The reason `prepare_seq2seq_batch` for ProphetNet is not existed


I tried to use ProphetNet with Seq2SeqTrainer, but it failed.

The error message tell me: This is because the collator I implemented uses prepare_seq2seq_batch() in _encode(), but prepare_seq2seq_batch() is not implemented for ProphetNet Tokenizer.

Is there any reason ProphetNet cannot have prepare_seq2seq_batch() in its tokenizer?

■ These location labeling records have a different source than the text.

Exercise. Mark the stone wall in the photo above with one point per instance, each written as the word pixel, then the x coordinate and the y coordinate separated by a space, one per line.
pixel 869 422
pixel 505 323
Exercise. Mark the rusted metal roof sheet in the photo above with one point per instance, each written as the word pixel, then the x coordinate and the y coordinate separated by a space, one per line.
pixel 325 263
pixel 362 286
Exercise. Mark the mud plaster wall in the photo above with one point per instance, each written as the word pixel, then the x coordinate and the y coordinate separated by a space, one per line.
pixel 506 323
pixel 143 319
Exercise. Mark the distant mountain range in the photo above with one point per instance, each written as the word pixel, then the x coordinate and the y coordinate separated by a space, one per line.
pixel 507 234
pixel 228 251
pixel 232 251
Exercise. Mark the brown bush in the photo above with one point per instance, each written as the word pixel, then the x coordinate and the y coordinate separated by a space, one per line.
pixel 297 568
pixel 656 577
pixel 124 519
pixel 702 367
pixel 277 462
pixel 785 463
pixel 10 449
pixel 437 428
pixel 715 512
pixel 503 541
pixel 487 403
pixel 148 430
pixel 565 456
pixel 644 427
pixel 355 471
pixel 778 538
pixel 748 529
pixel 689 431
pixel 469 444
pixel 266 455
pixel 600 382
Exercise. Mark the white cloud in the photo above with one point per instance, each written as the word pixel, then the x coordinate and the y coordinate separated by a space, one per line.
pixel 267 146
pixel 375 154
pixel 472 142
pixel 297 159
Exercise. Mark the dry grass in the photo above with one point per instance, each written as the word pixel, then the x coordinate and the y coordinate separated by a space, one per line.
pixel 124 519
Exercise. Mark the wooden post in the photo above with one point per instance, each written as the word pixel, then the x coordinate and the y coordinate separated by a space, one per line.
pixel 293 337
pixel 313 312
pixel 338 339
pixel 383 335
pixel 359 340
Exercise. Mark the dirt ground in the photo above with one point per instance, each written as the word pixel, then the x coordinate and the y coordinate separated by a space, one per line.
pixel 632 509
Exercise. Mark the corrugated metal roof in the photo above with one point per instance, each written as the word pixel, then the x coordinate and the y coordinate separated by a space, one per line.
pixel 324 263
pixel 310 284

My understanding may be insufficient, but it seems that a function that assigns special tokens in a unique way is implemented for the tokenizer. Is that the cause?

If it is implemented like other Seq2SeqLM, will ProphetNet’s original performance not be exhibited?

Thank you in advance.


1 Like

I don’t know about prophetnet special tokens, but it would be useful to implement that method!

cc @patrickvonplaten @valhalla



Thank for responding my question!

I agree that it would be useful if the method is implemented.
I’m not a good engineer, but I hope I can be some help for the implementation.


Yes, I think we should definitely implement this method :slight_smile: Will try to find time in the next couple of weeks

1 Like

@sshleifer @patrickvonplaten @valhalla

I’m now trying to implement the method, and it seems my implementation works on CPU.
(I had to set --max_source_length to a small value for avoiding index out of range error.)
I saw that the code occurred errors (CUDA error, not reproducible…) on GPU, but it sometimes worked without error. I think I should check the reason.
I’m sorry but I haven’t tried it on TPU.

I’m now working on branch forest1988-prophetnet-prepare-seq2seq-batch of .

I’ll continue to check if it works as I intended on GPU and TPU.

Moreover, I made a ipynb file for debugging and it maybe useful for you to check how my modified implementation works on Colaboratory. .

Thank you.


1 Like

Now I can reproduce the same error on GPU I have seen before.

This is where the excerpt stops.